Меня никуда не гнали, не читали нравоучений, а с тихой жалостью, свойственной деревенским жителям, отпаивали молоком и медом, кормили картошкой, яйцами и солеными «белыми», изумительными в своей бочковой неповторимости.

Спустя три дня я скинула поутру шерстяные гамаши домашней вязки, байковую дедову рубашку, обняла бабу Галю, пустив напоследок слезу в ее острое плечико, и пошла по знакомой тропинке в обратную сторону.

Отойдя на приличное расстояние, я оглянулась и заметила, как баба Галя правой рукой осеняла крестным знамением мой путь, а платочком в левой, должно быть, промокала блестящую капельку у самого века.

Губы ее шевелились, и мне подумалось, что она читает молитву, с этой молитвой душа моя взвилась ласточкой, сердце заколотилось и переполнилось благодарностью к этим простым и добрым людям.

Дед Михайло догнал меня спустя пару минут. Он нес большие черные валенки в высоких галошах.

— Давай до станции подсоблю.

Я села на пенек, переобулась, и до самой станции он травил мне свои деревенские небылицы.

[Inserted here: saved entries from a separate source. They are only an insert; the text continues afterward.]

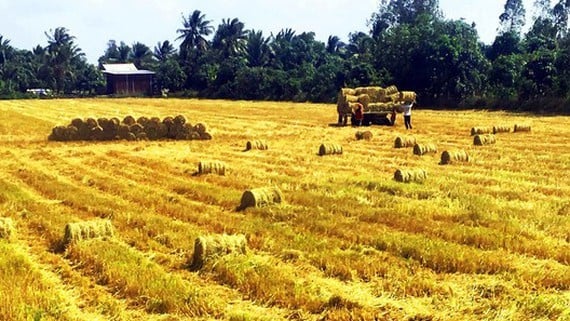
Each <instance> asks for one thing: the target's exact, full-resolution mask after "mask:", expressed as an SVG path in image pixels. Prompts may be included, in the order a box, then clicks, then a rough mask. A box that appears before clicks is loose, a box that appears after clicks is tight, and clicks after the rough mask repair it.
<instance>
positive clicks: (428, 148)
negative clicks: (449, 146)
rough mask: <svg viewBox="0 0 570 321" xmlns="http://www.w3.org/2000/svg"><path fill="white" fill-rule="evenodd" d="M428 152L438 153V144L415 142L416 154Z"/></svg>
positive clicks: (415, 150) (422, 153)
mask: <svg viewBox="0 0 570 321" xmlns="http://www.w3.org/2000/svg"><path fill="white" fill-rule="evenodd" d="M428 153H434V154H435V153H437V146H435V144H415V145H414V154H415V155H419V156H422V155H425V154H428Z"/></svg>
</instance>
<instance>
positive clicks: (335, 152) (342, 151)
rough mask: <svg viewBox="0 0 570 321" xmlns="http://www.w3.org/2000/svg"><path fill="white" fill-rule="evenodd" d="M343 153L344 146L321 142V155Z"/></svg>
mask: <svg viewBox="0 0 570 321" xmlns="http://www.w3.org/2000/svg"><path fill="white" fill-rule="evenodd" d="M342 153H343V149H342V146H341V145H339V144H321V146H320V147H319V155H320V156H325V155H341V154H342Z"/></svg>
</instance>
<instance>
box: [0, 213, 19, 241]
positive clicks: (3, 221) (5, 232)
mask: <svg viewBox="0 0 570 321" xmlns="http://www.w3.org/2000/svg"><path fill="white" fill-rule="evenodd" d="M14 231H15V229H14V222H12V219H11V218H9V217H0V239H4V240H10V239H11V238H12V236H13V235H14Z"/></svg>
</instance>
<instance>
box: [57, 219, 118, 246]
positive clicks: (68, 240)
mask: <svg viewBox="0 0 570 321" xmlns="http://www.w3.org/2000/svg"><path fill="white" fill-rule="evenodd" d="M114 234H115V232H114V229H113V224H111V221H109V220H93V221H84V222H78V223H68V224H67V225H65V231H64V236H63V243H64V244H65V245H68V244H71V243H74V242H79V241H82V240H87V239H92V238H99V237H113V236H114Z"/></svg>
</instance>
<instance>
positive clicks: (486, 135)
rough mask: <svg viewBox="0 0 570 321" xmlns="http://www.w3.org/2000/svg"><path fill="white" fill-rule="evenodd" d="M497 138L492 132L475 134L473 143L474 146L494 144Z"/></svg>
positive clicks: (480, 145)
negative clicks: (495, 136)
mask: <svg viewBox="0 0 570 321" xmlns="http://www.w3.org/2000/svg"><path fill="white" fill-rule="evenodd" d="M496 142H497V139H496V138H495V135H493V134H485V135H475V137H474V138H473V144H474V145H475V146H484V145H491V144H495V143H496Z"/></svg>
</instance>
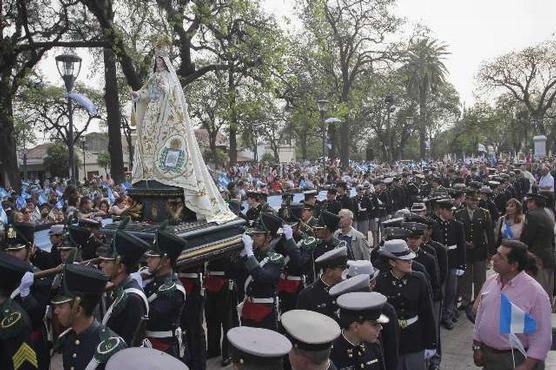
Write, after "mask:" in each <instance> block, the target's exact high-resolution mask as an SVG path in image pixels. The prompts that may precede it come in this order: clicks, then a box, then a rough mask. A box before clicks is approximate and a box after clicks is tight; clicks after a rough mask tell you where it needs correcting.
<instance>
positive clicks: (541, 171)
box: [539, 165, 554, 209]
mask: <svg viewBox="0 0 556 370" xmlns="http://www.w3.org/2000/svg"><path fill="white" fill-rule="evenodd" d="M541 175H542V176H541V178H540V179H539V193H540V194H542V195H544V196H545V197H547V198H548V202H546V206H547V208H550V209H552V208H554V177H552V174H550V169H549V168H548V166H546V165H545V166H542V167H541Z"/></svg>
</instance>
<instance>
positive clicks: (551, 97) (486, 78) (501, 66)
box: [477, 40, 556, 135]
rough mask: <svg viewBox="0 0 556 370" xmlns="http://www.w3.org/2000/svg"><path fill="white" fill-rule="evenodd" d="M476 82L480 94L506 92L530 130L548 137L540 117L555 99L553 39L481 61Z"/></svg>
mask: <svg viewBox="0 0 556 370" xmlns="http://www.w3.org/2000/svg"><path fill="white" fill-rule="evenodd" d="M477 80H478V82H479V83H480V84H481V88H482V90H483V92H492V91H493V90H500V89H501V90H503V91H508V92H509V93H510V94H511V95H512V96H513V97H514V98H515V100H516V101H518V102H520V103H521V104H523V106H524V107H525V108H526V109H527V111H528V112H529V114H530V116H531V118H532V120H533V128H534V129H535V130H536V131H537V132H539V133H541V134H544V135H546V134H548V132H547V130H546V126H545V124H544V117H545V115H546V112H547V111H548V110H549V109H550V108H551V107H552V106H553V104H554V99H555V98H556V40H548V41H545V42H542V43H540V44H538V45H534V46H531V47H527V48H525V49H523V50H520V51H513V52H510V53H507V54H504V55H502V56H500V57H498V58H495V59H494V60H493V61H490V62H485V63H484V64H483V65H482V66H481V68H480V70H479V73H478V75H477Z"/></svg>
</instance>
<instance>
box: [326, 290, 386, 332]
mask: <svg viewBox="0 0 556 370" xmlns="http://www.w3.org/2000/svg"><path fill="white" fill-rule="evenodd" d="M336 302H337V304H338V306H339V307H340V321H341V322H342V324H344V325H345V326H349V324H350V323H352V322H354V321H363V320H370V321H376V322H378V323H380V324H386V323H388V322H390V319H388V317H386V316H385V315H384V314H383V313H382V309H383V307H384V304H385V303H386V297H385V296H384V295H382V294H380V293H377V292H351V293H345V294H342V295H341V296H339V297H338V299H337V300H336Z"/></svg>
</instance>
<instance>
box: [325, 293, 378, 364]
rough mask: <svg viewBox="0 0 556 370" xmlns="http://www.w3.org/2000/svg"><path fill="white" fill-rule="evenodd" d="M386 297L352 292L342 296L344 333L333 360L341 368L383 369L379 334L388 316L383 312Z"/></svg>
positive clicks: (333, 346) (333, 353)
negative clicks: (382, 311)
mask: <svg viewBox="0 0 556 370" xmlns="http://www.w3.org/2000/svg"><path fill="white" fill-rule="evenodd" d="M385 303H386V297H385V296H383V295H382V294H380V293H375V292H352V293H346V294H343V295H341V296H339V297H338V306H339V307H340V326H341V327H342V335H341V336H340V337H339V338H338V339H336V341H335V342H334V345H333V348H332V352H331V354H330V359H331V360H332V362H333V363H334V365H335V366H336V368H338V369H339V370H342V369H381V370H386V368H385V367H384V358H383V357H384V356H383V353H382V345H381V344H380V340H379V335H380V331H381V330H382V324H385V323H387V322H388V318H387V317H386V316H385V315H383V314H382V307H383V306H384V304H385Z"/></svg>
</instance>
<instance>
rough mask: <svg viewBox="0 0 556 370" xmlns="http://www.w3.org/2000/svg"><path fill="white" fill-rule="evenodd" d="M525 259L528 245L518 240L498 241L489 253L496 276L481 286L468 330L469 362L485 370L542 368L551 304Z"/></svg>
mask: <svg viewBox="0 0 556 370" xmlns="http://www.w3.org/2000/svg"><path fill="white" fill-rule="evenodd" d="M527 263H528V262H527V246H526V245H525V244H524V243H522V242H520V241H517V240H504V241H502V244H501V245H500V247H498V249H497V253H496V254H495V255H494V256H493V257H492V265H493V269H494V271H495V272H497V274H496V275H494V276H491V277H490V278H489V279H488V280H487V281H486V282H485V284H484V285H483V289H482V290H481V297H480V300H481V301H480V304H479V308H478V312H477V317H476V320H475V328H474V331H473V360H474V361H475V365H477V366H482V367H483V368H484V369H485V370H506V369H519V370H532V369H535V370H539V369H544V360H545V358H546V356H547V353H548V351H549V350H550V346H551V343H552V332H551V323H550V315H551V306H550V301H549V298H548V295H547V294H546V292H545V291H544V289H543V288H542V286H541V285H540V284H539V283H537V282H536V281H535V279H533V278H532V277H531V276H529V275H528V274H527V273H526V272H525V268H526V267H527Z"/></svg>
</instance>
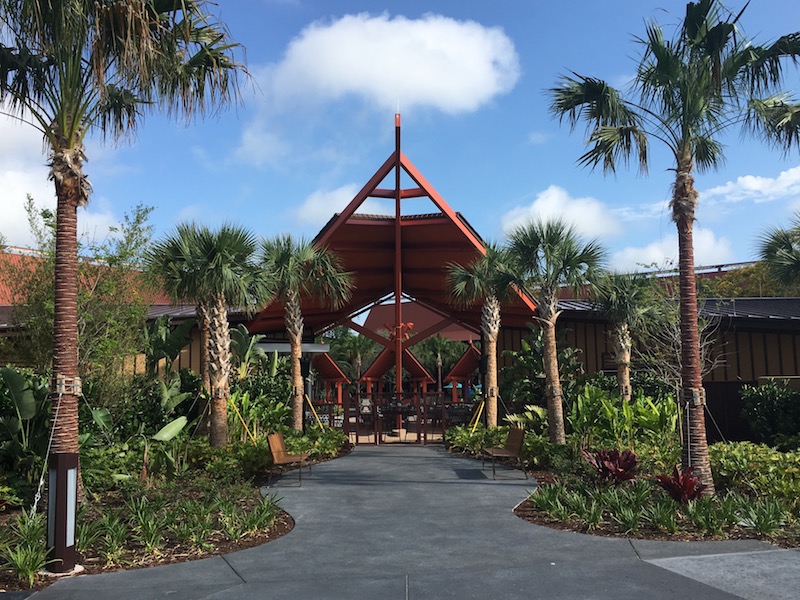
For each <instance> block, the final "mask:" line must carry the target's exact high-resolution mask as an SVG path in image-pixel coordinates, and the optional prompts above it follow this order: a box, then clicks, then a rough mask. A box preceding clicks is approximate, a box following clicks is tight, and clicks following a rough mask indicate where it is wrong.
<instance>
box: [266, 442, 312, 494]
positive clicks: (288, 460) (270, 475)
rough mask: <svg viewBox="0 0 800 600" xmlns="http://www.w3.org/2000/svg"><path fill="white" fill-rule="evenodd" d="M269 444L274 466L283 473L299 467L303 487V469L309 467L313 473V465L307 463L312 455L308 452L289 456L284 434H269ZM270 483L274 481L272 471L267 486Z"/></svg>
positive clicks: (308, 468) (299, 472)
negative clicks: (272, 474) (288, 469)
mask: <svg viewBox="0 0 800 600" xmlns="http://www.w3.org/2000/svg"><path fill="white" fill-rule="evenodd" d="M267 442H269V451H270V453H271V454H272V464H273V466H275V467H277V468H278V470H279V471H280V472H281V473H283V470H284V468H285V467H291V466H293V465H296V466H297V467H298V469H297V472H298V474H299V476H300V486H301V487H302V486H303V467H305V466H308V471H309V472H311V463H309V462H307V461H308V457H309V456H310V454H309V453H308V452H303V453H301V454H289V453H288V452H287V451H286V442H285V441H284V439H283V434H282V433H280V432H278V433H271V434H269V435H268V436H267ZM270 481H272V469H270V472H269V479H268V481H267V485H269V482H270Z"/></svg>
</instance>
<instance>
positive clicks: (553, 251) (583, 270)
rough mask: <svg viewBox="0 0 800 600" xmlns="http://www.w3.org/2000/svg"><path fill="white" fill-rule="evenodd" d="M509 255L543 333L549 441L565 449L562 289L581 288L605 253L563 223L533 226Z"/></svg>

За эти три дня город преобразился неузнаваемо. Вокзальная площадь звенела капелью и птичьим гомоном. Искристый свет утреннего солнца был плотен и настолько осязаем, что, если повернуть голову навстречу этому потоку, упругие лучи растекались золотистым нектаром по лицу, проникали в кожу, пропитывали ее…

— Н-да. А знаете ли вы, Демина, что вас исключают из школы? — произнесла хриплым голосом географичка. — Знаете ли вы? А?

— Нет.

— Ну что ж, теперь знаете. И к тому же, кха-кха, — грузная кривоногая дама, тяжело перекатывая астматические хрипы сквозь бронхи, сухо закашлялась, — и к тому же вас ищет весь город. Вас, милочка, поставили на учет в детскую комнату милиции. И будет решаться вопрос о вашем членстве в ВЛКСМ.

— Так я же не комсомолка!

— Тем хуже для вас. Но, ко всему прочему, у вашего отца по вашей милости инфаркт.

Она повернулась ко мне толстым задом и, подобно гусыне, заваливаясь то вправо, то влево, вразвалку зашкандыбала прочь.